Juanmac
Juanmac

Reputation: 35

How does the all function work in R using two expressions?

I have an issue with the all function in R.

let a and b two vectors:

a <- c(Inf,0)

b <- c(1,0)

When I try to evaluate the expression all(a==b) the function returns FALSE, is OK, if it is evaluated the expression all(a==Inf) the function returns FALSE, so far all is working OK, but if I try to evaluate the expression all((a==b) | (a==Inf)) the function returns TRUE.

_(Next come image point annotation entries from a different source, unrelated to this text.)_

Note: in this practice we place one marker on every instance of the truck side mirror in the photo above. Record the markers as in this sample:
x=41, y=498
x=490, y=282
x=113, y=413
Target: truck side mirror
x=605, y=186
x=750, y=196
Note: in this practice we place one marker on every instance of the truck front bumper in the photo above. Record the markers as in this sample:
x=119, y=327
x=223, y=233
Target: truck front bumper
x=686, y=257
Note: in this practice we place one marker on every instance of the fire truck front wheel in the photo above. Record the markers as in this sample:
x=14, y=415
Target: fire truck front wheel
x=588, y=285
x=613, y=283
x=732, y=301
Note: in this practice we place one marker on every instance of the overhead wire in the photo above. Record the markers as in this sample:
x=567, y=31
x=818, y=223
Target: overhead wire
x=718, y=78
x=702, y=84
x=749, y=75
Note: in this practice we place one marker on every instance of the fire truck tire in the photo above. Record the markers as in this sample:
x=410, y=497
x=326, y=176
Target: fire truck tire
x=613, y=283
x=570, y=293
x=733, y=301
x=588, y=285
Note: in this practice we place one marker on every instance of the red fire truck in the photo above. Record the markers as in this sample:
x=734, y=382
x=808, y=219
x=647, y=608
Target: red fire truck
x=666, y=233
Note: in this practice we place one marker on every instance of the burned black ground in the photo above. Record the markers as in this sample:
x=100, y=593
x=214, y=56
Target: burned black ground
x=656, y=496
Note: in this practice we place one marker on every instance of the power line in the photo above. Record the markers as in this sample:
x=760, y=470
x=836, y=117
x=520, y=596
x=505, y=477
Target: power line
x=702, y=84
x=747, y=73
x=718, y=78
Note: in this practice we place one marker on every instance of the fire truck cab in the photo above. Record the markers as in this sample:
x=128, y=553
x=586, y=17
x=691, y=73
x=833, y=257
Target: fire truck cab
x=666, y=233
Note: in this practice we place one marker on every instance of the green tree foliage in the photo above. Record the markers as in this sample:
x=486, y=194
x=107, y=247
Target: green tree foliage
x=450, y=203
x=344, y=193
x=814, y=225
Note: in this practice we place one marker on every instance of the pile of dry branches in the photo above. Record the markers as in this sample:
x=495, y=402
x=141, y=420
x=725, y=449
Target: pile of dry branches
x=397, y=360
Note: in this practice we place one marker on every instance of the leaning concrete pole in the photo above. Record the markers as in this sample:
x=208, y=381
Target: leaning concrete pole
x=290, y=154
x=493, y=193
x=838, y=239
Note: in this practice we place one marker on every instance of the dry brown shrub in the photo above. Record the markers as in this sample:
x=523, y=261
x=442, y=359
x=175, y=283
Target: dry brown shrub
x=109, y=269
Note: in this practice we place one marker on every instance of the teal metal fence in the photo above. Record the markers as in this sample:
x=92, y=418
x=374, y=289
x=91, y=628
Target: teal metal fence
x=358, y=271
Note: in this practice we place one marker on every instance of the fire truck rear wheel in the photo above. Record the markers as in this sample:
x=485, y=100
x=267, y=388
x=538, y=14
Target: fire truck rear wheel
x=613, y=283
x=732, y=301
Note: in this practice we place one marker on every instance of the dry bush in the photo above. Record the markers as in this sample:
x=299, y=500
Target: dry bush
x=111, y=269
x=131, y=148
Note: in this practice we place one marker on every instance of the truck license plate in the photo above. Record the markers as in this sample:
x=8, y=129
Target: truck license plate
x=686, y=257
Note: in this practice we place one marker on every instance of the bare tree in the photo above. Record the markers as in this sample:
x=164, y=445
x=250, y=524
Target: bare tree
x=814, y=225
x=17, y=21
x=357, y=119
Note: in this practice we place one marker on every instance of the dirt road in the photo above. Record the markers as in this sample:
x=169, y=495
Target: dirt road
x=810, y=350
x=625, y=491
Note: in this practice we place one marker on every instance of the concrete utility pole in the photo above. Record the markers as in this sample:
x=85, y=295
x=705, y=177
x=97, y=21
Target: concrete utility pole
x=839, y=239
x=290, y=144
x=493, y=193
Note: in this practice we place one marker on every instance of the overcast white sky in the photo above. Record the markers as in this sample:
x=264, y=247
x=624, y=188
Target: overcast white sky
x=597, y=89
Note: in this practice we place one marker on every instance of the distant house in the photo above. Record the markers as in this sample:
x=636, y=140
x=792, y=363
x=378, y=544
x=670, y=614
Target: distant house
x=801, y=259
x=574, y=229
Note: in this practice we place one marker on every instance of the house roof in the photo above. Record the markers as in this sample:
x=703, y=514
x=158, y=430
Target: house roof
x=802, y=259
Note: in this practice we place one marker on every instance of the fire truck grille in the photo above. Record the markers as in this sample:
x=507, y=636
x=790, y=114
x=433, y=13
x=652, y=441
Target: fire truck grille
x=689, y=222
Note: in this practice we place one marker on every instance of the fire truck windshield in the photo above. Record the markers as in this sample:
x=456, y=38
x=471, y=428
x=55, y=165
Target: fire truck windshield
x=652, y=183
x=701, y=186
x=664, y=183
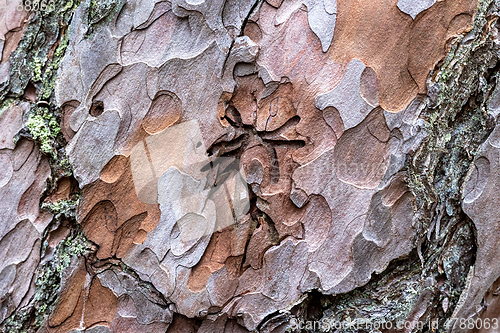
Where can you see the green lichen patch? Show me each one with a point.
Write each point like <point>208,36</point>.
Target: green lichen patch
<point>66,208</point>
<point>48,284</point>
<point>40,49</point>
<point>100,9</point>
<point>44,128</point>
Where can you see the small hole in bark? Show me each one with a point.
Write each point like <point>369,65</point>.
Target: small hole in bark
<point>30,92</point>
<point>97,108</point>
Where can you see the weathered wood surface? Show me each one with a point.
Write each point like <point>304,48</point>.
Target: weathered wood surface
<point>231,159</point>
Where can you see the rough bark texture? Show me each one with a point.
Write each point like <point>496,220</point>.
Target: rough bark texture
<point>243,166</point>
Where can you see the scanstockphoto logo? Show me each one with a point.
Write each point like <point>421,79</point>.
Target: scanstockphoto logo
<point>172,168</point>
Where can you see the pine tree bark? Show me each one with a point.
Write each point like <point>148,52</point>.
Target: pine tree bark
<point>249,166</point>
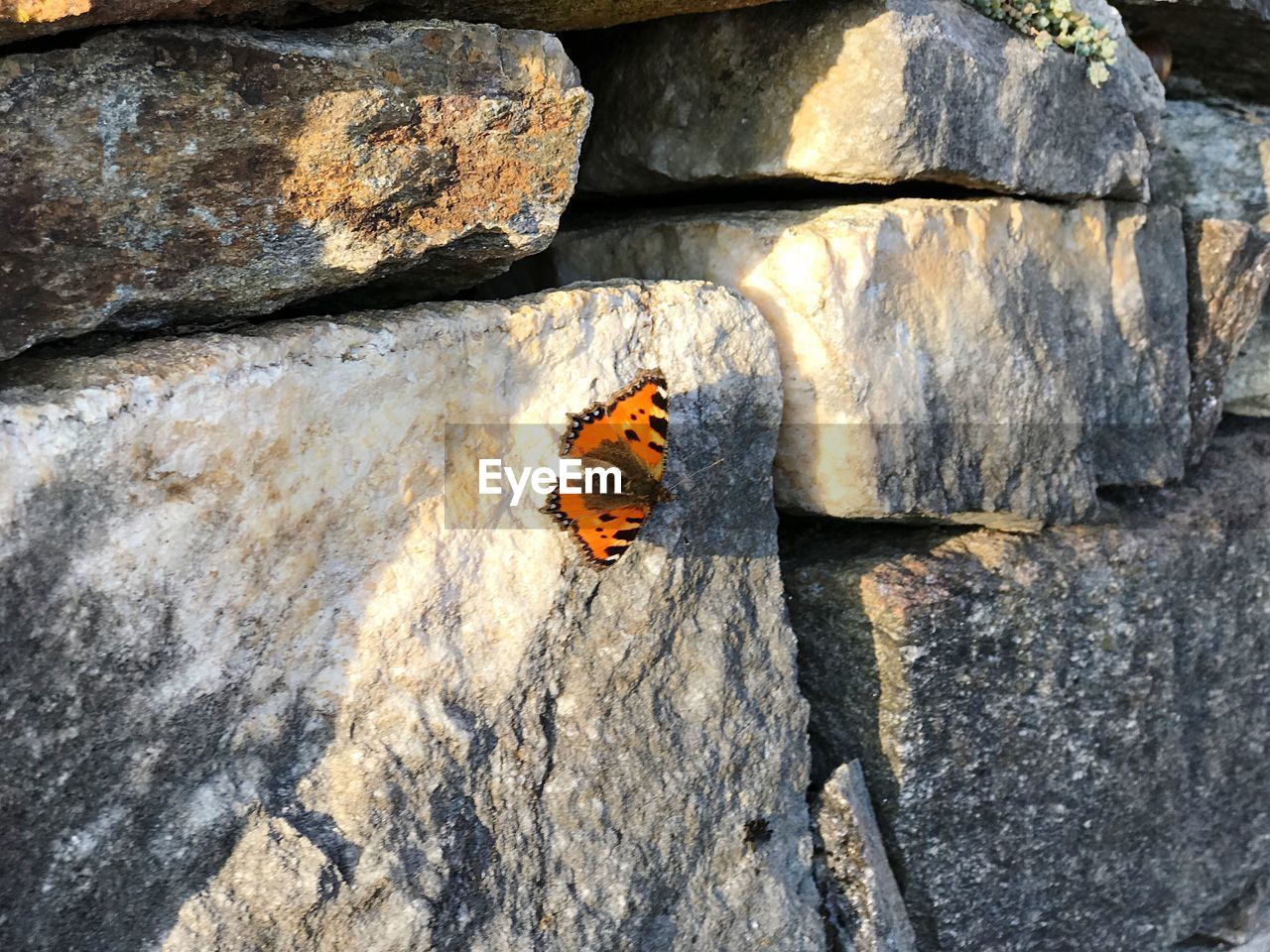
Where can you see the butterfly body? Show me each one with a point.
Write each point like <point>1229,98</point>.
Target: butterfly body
<point>627,434</point>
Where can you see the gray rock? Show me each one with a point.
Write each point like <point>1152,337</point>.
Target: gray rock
<point>23,21</point>
<point>1215,45</point>
<point>1211,164</point>
<point>1247,382</point>
<point>880,91</point>
<point>1066,734</point>
<point>862,900</point>
<point>1228,275</point>
<point>1210,158</point>
<point>991,361</point>
<point>186,175</point>
<point>259,697</point>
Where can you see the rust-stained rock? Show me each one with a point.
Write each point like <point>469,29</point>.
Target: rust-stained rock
<point>1228,266</point>
<point>185,175</point>
<point>22,19</point>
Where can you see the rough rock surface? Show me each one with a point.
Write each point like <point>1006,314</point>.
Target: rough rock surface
<point>1213,160</point>
<point>1247,382</point>
<point>261,698</point>
<point>1214,163</point>
<point>865,93</point>
<point>1219,45</point>
<point>862,900</point>
<point>186,175</point>
<point>1066,734</point>
<point>23,19</point>
<point>988,359</point>
<point>1228,275</point>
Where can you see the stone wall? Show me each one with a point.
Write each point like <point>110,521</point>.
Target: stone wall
<point>935,620</point>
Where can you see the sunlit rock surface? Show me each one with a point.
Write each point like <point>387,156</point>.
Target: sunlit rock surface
<point>991,361</point>
<point>259,696</point>
<point>879,91</point>
<point>185,175</point>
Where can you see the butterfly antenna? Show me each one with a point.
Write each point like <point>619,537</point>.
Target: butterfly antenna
<point>697,472</point>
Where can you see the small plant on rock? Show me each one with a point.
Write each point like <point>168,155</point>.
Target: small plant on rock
<point>1056,22</point>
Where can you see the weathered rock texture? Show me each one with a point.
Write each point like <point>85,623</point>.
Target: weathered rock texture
<point>862,900</point>
<point>186,175</point>
<point>987,359</point>
<point>1247,384</point>
<point>1213,160</point>
<point>1228,275</point>
<point>1216,44</point>
<point>1214,163</point>
<point>1067,735</point>
<point>23,19</point>
<point>259,697</point>
<point>865,93</point>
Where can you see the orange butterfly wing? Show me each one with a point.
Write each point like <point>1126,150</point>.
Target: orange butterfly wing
<point>638,416</point>
<point>602,536</point>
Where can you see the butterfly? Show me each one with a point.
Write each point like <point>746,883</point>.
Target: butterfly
<point>627,433</point>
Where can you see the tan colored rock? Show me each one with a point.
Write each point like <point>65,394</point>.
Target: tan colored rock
<point>1067,734</point>
<point>991,361</point>
<point>187,175</point>
<point>1228,276</point>
<point>23,19</point>
<point>259,696</point>
<point>879,91</point>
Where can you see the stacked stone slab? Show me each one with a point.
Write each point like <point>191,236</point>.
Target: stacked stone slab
<point>190,175</point>
<point>257,693</point>
<point>1067,735</point>
<point>1211,164</point>
<point>24,19</point>
<point>991,361</point>
<point>879,91</point>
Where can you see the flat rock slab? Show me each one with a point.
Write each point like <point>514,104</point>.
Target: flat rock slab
<point>865,93</point>
<point>1215,45</point>
<point>1066,734</point>
<point>23,19</point>
<point>992,361</point>
<point>187,175</point>
<point>257,688</point>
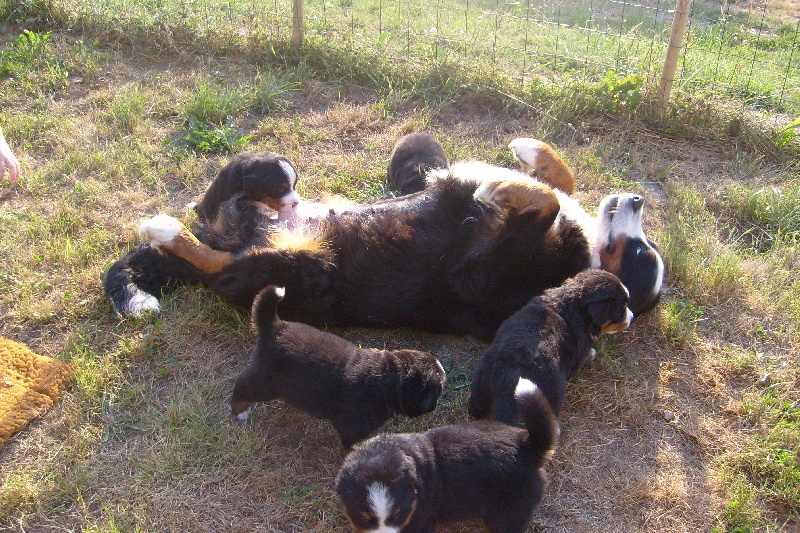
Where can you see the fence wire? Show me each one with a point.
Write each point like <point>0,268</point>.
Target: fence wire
<point>747,51</point>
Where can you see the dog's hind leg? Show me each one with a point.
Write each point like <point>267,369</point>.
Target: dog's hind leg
<point>167,234</point>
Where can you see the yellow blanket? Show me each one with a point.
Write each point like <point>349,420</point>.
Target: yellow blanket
<point>29,384</point>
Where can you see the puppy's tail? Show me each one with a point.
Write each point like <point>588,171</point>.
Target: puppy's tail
<point>265,308</point>
<point>539,419</point>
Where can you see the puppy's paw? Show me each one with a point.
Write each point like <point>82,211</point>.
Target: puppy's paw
<point>241,410</point>
<point>141,303</point>
<point>160,231</point>
<point>519,198</point>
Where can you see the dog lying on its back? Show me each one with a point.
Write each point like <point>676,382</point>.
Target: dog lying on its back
<point>413,156</point>
<point>479,470</point>
<point>328,377</point>
<point>547,342</point>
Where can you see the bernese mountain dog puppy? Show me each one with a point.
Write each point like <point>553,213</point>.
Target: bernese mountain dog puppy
<point>357,390</point>
<point>538,160</point>
<point>460,256</point>
<point>479,470</point>
<point>414,155</point>
<point>547,342</point>
<point>262,181</point>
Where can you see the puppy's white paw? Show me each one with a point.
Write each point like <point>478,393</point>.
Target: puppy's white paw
<point>141,302</point>
<point>160,230</point>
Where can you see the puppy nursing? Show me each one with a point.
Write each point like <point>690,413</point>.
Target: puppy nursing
<point>479,470</point>
<point>547,342</point>
<point>356,390</point>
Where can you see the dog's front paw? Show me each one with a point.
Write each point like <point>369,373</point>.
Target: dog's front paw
<point>160,231</point>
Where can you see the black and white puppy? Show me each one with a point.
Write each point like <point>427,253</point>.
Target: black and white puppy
<point>547,342</point>
<point>413,156</point>
<point>328,377</point>
<point>479,470</point>
<point>625,250</point>
<point>266,180</point>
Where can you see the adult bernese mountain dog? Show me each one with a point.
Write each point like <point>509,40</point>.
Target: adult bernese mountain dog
<point>460,256</point>
<point>481,470</point>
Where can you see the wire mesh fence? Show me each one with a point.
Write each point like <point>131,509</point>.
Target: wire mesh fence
<point>749,51</point>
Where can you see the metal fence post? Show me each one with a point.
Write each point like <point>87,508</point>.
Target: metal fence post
<point>297,24</point>
<point>673,54</point>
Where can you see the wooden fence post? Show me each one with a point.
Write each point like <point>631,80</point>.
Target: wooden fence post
<point>297,24</point>
<point>673,54</point>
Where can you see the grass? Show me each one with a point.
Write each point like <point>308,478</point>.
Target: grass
<point>120,110</point>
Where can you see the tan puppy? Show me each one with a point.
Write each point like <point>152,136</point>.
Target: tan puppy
<point>538,160</point>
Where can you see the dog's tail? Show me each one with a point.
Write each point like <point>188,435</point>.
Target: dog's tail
<point>265,308</point>
<point>539,419</point>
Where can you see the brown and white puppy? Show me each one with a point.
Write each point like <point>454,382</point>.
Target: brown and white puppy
<point>547,342</point>
<point>413,156</point>
<point>480,470</point>
<point>357,390</point>
<point>265,179</point>
<point>538,160</point>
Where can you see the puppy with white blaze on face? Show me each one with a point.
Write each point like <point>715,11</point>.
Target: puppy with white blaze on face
<point>547,342</point>
<point>626,251</point>
<point>481,470</point>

Could someone explain me why?

Upvotes: 2

Views: 46

Answers (2)

Waldi
Waldi

Reputation: 41240

The OR is done column wise:

a <- c(Inf,0)
b <- c(1,0)

(a==b) 
#> [1] FALSE  TRUE
(a==Inf)
#> [1] TRUE   FALSE
(a==Inf)|(a==b) 
#> [1] TRUE   TRUE

In each column there's a TRUE so each column is TRUE

Upvotes: 2

ThomasIsCoding
ThomasIsCoding

Reputation: 102251

When you type help("|"), you will see that | is element-wise OR.


In this case, given

> (a == b)
[1] FALSE  TRUE

> (a == Inf)
[1]  TRUE FALSE

the expression (a == b) | (a == Inf) is equivalent to

c(FALSE, TRUE) | c(TRUE, FALSE)

and the resultant logic array is c(TRUE, TRUE), which gives you TRUE when you apply all over it.